I fell into the well again this weekend.
That’s what depression feels like, like sitting at the bottom of a dark hole surrounded by stone walls. You know there’s sunshine up there, somewhere, but there’s no scaling those stone walls.
At the bottom of the well I counted hash marks in the wall, the ones that told me I had been here before. I end up in the same pit – despite the medication and the therapy and the intentional living – over and over again. And I realized that I would always come back to it.
Your thoughts echo at the bottom of the well, bouncing off the walls and back at you to let you know that you are all alone. Except I wasn’t alone; my old friend Guilt was with me this time.
How would I explain to my husband again that I needed his help? How could I tell him that all the support and love he’d given me last time wasn’t enough to keep me in the light for good?
I need someone to take care of me.
I tell myself that I only need someone because I have other people to care for. If I was alone I could just sit in the well for as long as it took and I would be able to pool all the scraps of strength together to take care of myself. But I don’t know if that’s true.
I don’t ask for help because it’s unfair.
It’s not fair how much I need. I need to not be cloaked in silence. I need to tell someone how broken I am and have them hear me, respond to me, talk me through the darkness. I need someone to hold down the fort when I can’t, to keep the routines going and to do all of the things that I cannot.
And that’s not fair.
No one can be that person for someone else. Especially because I am not deep enough or strong enough to give back near that much in return.

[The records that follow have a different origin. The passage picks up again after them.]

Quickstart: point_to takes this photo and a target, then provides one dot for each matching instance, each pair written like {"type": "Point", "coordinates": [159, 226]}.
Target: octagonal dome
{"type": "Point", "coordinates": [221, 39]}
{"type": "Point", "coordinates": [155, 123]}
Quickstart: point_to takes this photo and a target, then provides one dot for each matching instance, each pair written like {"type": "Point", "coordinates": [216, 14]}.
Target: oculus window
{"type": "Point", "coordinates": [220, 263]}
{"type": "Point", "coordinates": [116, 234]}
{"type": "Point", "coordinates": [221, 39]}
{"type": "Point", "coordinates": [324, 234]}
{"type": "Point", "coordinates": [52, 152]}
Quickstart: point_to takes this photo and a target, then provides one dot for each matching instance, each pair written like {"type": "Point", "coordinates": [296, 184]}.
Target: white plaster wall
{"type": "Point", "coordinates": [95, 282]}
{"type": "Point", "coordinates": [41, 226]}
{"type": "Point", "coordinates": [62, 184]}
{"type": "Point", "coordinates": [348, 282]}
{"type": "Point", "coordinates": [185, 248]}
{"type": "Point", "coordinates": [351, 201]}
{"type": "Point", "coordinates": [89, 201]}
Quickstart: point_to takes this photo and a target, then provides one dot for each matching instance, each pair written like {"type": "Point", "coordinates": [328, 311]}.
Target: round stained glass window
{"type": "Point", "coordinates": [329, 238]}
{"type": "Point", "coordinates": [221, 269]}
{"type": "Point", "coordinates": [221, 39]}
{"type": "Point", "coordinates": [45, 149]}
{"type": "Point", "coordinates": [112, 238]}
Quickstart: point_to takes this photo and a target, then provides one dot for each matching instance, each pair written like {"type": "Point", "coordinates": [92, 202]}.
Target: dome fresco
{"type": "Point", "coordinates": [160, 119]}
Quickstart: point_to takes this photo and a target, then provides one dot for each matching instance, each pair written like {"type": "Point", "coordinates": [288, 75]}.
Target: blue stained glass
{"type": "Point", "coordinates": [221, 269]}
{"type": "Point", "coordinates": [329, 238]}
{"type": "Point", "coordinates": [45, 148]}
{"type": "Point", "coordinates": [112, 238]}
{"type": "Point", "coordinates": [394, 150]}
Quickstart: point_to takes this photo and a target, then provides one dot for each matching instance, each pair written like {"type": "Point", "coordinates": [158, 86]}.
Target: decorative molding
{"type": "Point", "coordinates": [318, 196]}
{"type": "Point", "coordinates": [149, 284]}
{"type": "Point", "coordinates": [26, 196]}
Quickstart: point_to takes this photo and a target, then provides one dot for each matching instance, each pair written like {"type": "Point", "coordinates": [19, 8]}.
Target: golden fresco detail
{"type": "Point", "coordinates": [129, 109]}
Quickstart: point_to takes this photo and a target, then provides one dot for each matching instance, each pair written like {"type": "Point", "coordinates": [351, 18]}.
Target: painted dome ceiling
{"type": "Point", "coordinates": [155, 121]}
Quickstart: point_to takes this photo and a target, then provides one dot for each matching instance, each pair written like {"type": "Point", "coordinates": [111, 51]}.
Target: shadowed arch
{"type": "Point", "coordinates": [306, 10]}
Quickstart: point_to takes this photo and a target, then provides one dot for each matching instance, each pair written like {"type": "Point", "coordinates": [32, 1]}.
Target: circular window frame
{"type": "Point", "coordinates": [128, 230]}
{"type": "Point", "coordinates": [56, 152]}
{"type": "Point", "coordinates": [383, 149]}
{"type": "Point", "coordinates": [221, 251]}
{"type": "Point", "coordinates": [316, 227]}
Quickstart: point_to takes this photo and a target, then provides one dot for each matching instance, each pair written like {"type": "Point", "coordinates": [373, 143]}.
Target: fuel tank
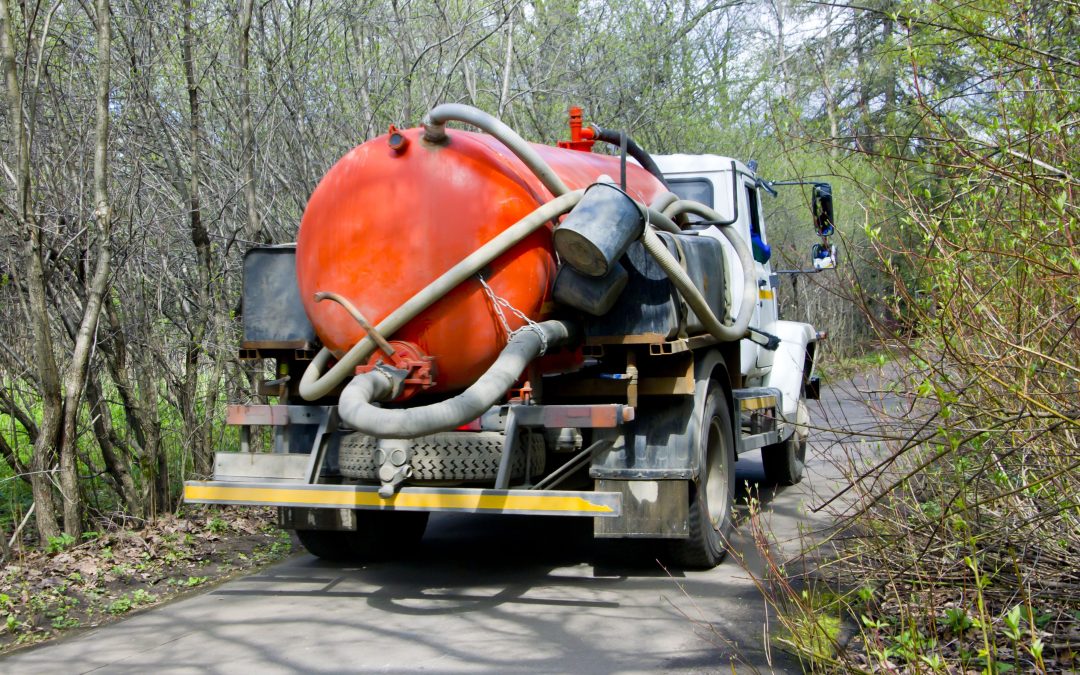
{"type": "Point", "coordinates": [389, 218]}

I need someone to protect me from carbs and move my limbs. I need someone to throw me into the shower – or to throw my kids into the shower while I’m drowning in blankets and Netflix.

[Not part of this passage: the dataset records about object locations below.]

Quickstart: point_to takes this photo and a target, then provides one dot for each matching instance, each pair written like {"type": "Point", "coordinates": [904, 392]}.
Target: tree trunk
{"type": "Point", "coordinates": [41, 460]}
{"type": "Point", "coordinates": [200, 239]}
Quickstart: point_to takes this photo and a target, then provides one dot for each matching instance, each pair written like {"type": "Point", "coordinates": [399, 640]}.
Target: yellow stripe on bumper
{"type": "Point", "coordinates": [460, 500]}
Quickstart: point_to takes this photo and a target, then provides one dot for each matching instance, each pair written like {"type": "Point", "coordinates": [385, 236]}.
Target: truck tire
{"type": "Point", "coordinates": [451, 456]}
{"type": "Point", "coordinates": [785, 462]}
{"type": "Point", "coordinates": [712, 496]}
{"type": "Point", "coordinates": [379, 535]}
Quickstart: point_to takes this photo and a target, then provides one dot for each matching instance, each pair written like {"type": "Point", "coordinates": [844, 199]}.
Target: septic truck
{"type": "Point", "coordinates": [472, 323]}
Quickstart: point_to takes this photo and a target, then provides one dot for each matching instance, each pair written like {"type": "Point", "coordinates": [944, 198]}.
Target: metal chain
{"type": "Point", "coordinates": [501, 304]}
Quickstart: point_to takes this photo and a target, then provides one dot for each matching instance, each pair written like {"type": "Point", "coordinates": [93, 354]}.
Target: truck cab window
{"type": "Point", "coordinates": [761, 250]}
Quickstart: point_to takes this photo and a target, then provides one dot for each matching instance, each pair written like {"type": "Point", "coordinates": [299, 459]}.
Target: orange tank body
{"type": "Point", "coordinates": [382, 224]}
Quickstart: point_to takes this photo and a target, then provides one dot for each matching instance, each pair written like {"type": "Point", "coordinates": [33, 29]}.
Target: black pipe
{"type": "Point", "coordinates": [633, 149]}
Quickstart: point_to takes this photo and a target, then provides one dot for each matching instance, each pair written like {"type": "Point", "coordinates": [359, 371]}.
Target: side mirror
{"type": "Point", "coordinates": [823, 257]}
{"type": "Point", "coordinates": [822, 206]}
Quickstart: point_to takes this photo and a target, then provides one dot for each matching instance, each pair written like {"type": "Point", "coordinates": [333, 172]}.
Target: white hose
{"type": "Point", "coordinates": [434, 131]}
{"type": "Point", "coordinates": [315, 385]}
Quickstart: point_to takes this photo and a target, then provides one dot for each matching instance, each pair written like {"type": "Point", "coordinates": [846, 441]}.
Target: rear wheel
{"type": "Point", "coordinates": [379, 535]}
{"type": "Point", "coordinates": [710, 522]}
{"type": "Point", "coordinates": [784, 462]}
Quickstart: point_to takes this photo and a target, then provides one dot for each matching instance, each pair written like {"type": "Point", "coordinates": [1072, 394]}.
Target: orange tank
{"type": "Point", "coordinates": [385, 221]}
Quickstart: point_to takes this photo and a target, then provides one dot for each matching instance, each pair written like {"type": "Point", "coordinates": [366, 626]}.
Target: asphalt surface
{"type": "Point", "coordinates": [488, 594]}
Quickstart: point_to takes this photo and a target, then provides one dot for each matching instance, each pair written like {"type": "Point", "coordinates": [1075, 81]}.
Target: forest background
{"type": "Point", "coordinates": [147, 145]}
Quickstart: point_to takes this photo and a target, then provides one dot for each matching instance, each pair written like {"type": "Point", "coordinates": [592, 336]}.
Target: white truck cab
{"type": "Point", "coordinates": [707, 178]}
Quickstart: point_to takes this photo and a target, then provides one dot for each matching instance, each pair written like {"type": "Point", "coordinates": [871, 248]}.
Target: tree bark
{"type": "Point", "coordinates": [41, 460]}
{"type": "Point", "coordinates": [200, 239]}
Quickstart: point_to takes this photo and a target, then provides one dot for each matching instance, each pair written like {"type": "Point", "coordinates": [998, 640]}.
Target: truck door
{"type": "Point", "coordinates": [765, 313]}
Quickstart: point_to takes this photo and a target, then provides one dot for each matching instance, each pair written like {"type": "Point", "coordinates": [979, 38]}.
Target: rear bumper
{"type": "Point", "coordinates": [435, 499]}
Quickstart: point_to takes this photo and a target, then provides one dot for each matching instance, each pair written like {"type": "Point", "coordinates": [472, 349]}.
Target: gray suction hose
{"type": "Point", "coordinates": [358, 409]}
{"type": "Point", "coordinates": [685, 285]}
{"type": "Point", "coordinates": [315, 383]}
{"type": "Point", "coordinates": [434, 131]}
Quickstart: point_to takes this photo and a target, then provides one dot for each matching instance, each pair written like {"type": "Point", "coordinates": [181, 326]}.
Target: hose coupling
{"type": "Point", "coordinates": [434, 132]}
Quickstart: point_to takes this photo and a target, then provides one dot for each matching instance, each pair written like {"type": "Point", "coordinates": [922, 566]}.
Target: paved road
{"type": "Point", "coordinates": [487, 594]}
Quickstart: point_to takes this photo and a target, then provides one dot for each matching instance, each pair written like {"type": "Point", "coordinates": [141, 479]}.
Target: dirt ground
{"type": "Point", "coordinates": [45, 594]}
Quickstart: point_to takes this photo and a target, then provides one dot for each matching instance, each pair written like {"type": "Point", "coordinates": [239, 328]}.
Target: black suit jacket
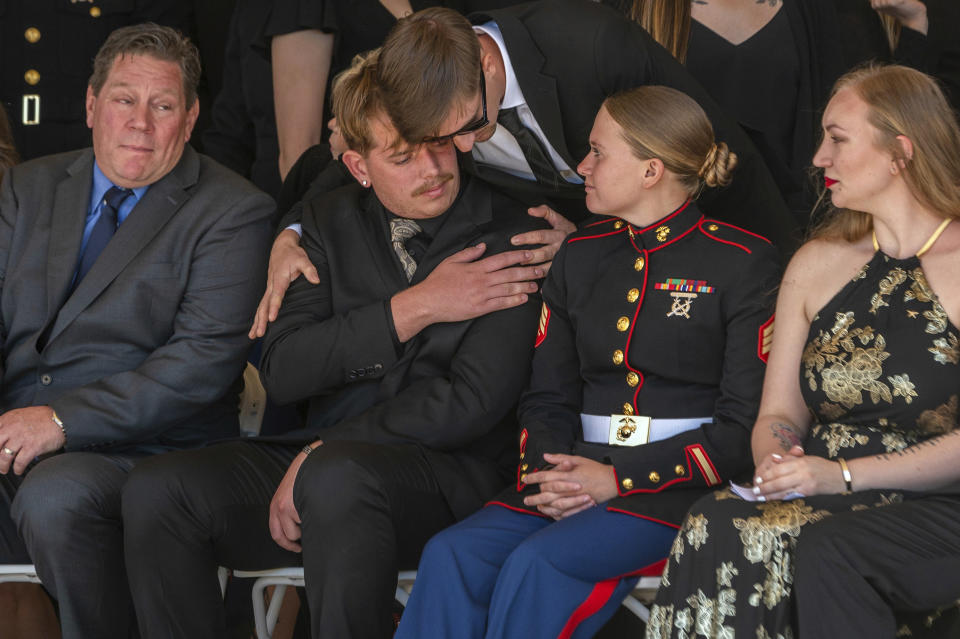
{"type": "Point", "coordinates": [569, 55]}
{"type": "Point", "coordinates": [142, 355]}
{"type": "Point", "coordinates": [451, 389]}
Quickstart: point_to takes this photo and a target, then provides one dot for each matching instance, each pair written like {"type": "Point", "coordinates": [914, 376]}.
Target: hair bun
{"type": "Point", "coordinates": [718, 165]}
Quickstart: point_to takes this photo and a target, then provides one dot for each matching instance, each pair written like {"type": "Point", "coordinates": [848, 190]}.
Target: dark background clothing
{"type": "Point", "coordinates": [48, 47]}
{"type": "Point", "coordinates": [709, 364]}
{"type": "Point", "coordinates": [243, 131]}
{"type": "Point", "coordinates": [570, 55]}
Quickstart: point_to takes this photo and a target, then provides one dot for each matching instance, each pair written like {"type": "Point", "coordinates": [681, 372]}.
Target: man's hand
{"type": "Point", "coordinates": [550, 238]}
{"type": "Point", "coordinates": [287, 262]}
{"type": "Point", "coordinates": [463, 287]}
{"type": "Point", "coordinates": [26, 433]}
{"type": "Point", "coordinates": [284, 519]}
{"type": "Point", "coordinates": [910, 13]}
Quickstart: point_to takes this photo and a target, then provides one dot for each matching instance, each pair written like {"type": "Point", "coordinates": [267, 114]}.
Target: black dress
{"type": "Point", "coordinates": [880, 372]}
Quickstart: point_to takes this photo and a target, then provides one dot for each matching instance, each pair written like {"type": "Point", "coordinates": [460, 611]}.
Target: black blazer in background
{"type": "Point", "coordinates": [145, 354]}
{"type": "Point", "coordinates": [569, 55]}
{"type": "Point", "coordinates": [451, 389]}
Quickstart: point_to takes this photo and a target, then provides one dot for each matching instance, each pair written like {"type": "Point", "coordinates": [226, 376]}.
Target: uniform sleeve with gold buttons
{"type": "Point", "coordinates": [671, 321]}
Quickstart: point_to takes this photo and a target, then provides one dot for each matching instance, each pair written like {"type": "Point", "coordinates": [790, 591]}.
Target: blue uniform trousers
{"type": "Point", "coordinates": [502, 573]}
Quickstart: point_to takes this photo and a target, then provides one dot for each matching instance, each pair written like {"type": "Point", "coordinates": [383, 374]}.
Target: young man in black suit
{"type": "Point", "coordinates": [411, 423]}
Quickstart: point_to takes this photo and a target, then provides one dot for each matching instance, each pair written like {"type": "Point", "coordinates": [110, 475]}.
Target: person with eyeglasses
{"type": "Point", "coordinates": [646, 378]}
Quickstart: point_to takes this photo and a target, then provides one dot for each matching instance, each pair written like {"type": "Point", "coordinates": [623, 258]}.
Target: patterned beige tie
{"type": "Point", "coordinates": [401, 230]}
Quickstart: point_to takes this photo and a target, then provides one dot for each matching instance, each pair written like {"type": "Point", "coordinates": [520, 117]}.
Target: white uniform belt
{"type": "Point", "coordinates": [596, 428]}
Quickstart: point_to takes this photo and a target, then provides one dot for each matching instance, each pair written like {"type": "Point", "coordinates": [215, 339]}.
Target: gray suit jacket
{"type": "Point", "coordinates": [145, 354]}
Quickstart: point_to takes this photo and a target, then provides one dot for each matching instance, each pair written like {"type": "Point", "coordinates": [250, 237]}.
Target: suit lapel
{"type": "Point", "coordinates": [372, 218]}
{"type": "Point", "coordinates": [539, 89]}
{"type": "Point", "coordinates": [68, 217]}
{"type": "Point", "coordinates": [461, 228]}
{"type": "Point", "coordinates": [161, 201]}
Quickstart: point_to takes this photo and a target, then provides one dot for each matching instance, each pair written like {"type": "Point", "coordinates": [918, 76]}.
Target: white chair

I need someone to keep talking to me for as long as the darkness lasts so that I don’t give up.
But that’s too much for anyone to do.
That’s what Guilt told me.
The survivor in me refused to lay down and die in that well.
I had to open my mouth and tell Jared where I was and how he could rescue me. I had to talk to friends about what was stressing me out. I had to call in the light.
Today I learned that guilt and depression are old buddies. It helps to know that, to think that maybe some of what I’ve heard in my head isn’t true.
It is true is that I need help. It is true that I have to ask for that help, and that connection is the hardest thing to ask for and the only thing that can save me. It is also true that being married to someone with depression isn’t always easy.
But no one is always easy to be married to, and everyone needs their own version of help sometimes.
People we love are worth rescuing, no matter what, no matter how many times they fall.
Those are the facts I have to learn by heart so that I can recite them when my head isn’t working right. Next time.
And there will be a next time. I hate it, but that’s what normal is for me.
Normal is also leaving myself these little notes, missives on lessons learned, in the hope that I’ll find them some day at the bottom of the well.